また、直射日光をカットする日傘には暑さ除けという、夏に嬉しい効果があります。
つまり、日焼け防止(紫外線カット)と暑さ除けが日傘の2大効果です。
結論から先にお伝えすると、この2大効果が最も期待できるのは日傘の色は黒色です。

ですが、最近の素材の進化は著しく、本当の意味で紫外線も暑さも遮断する日傘は、遮光性100%の生地で作られた日傘。
日傘の素材の遮光性が高ければ、日傘の色は何色でも効果に差がなくなっています。
太陽光と色の関係
太陽光は、波長の長さによって、紫外線と可視光線、赤外線という3つの光に分かれますが、それぞれ性質が異なります。
太陽光の性質
- 紫外線 ⇒ 人の目に見えない光。カルシウム代謝に欠かせない反面、浴びすぎると肌や目に悪影響がある。
- 可視光線 ⇒人の目で見ることのできる光。
- 赤外線 ⇒人の目で見えない光。熱量を持つ光で物質を温める力がある。
紫外線は、日焼け、シミ・しわの原因ですが、長年浴び続けると、皮膚がんや白内障を引き起こすほど人体にとっては有害な光線です。
赤外線は、熱を持つ光線で、夏の陽射しの暑さの正体です。
また、最近では赤外線による肌への影響もあることも分かってきました。
赤外線は紫外線より波長が長く、紫外線よりも肌の奥深くに到達する率が高いため、肌の乾燥をすすめ、しわやたるみといった老化を進めてしまうのです!
日傘をさすことで紫外線・赤外線も遮ることができるのですが、日傘の色によって効果に差があります。
紫外線を通さない日傘の色は何色?
紫外線は、色によって、通り抜ける率(透過率)が異なります。
実践女子大学の実験によると、日傘の色別の紫外線の透過率は、
- 紫外線を最も通したのは白色
- 紫外線を最も通さなかったのは黒色
という結果でした。
よく白色は光を反射し、黒色は光を吸収すると言いますが、光を吸収する色ほど紫外線を通しません。
つまり、日傘の色の中では、黒色が一番紫外線をカットしてくれるということになります。
ただ、白色の日傘でも、日傘なしの状態よりは紫外線を85%カットします。(黒色の日傘は95%カットします)
カット率を見れば、まずは日傘をさすことが大事なのがよく分かりますね。
ちなみに
- 白色>黄色>紫色>赤色>青色>緑色>黒色
の順番です。
(参考:『日傘の紫外線および日射防御性』 実践女子大学生活科学部紀要大44号から)
赤外線からの暑さを和らげる色は?
夏に黒色の服を着て日の当たるところにいたら、ジリジリと暑くて大変だったという経験をお持ちの方は多いのでは?

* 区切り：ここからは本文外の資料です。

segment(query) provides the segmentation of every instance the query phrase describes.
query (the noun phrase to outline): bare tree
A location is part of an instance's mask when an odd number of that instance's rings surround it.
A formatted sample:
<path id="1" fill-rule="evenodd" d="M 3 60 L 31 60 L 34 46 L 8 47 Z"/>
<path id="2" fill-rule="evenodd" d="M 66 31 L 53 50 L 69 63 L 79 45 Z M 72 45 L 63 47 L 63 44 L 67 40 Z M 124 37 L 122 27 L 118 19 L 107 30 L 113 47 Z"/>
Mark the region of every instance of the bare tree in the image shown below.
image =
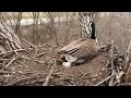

これは、黒色は、光を吸収するだけではなく熱も一緒に吸収するため起こります。
そのため、涼しさを求めるなら、黒色よりも白色の日傘と考えがちですが、実は違うのです。
実践女子大学の実験によると、確かに傘の表面温度は黒色が一番高く、白色が一番低いという結果が出ました。
しかし、傘の中、つまり人の顔付近の温度は、白色が一番高く、黒色が一番低いという驚きの結果が!

実験結果を詳しくお伝えすると、
- 日傘の中の温度は、白い日傘より黒い日傘の方が5℃低い
- 白い日傘でも、日傘がないときより顔の高さは10℃涼しい
やはり日傘は、夏に欠かせない暑さ対策ですね。
ちなみに
- 白色>黄色>青色>赤色>緑色>紫色>黒色
という結果です。
(参考:『日傘の紫外線および日射防御性』 実践女子大学生活科学部紀要大44号から)
可視光線のまぶしさから目を守る色は?
夏の強い日ざしは、まぶしさも最強です。
よくディーゲームで野球選手が目の下を黒く塗っていることがあります。
日傘の色でも、黒色が圧倒的にまぶしさを軽減します。
しかも、色によるまぶさしの軽減は、紫外線や暑さ防止よりも差がはっきり出ます。
- 白い日傘は、日傘なしよりも24%明るさが減る
- 白い日傘は、日傘なしよりも33%明るさが減る
- 黒い日傘は、日傘なしよりも80%明るさが減る
これだけ差が大きくなる原因は、太陽光は直接届く光と空気中に散乱する光が半分半分という点にあります。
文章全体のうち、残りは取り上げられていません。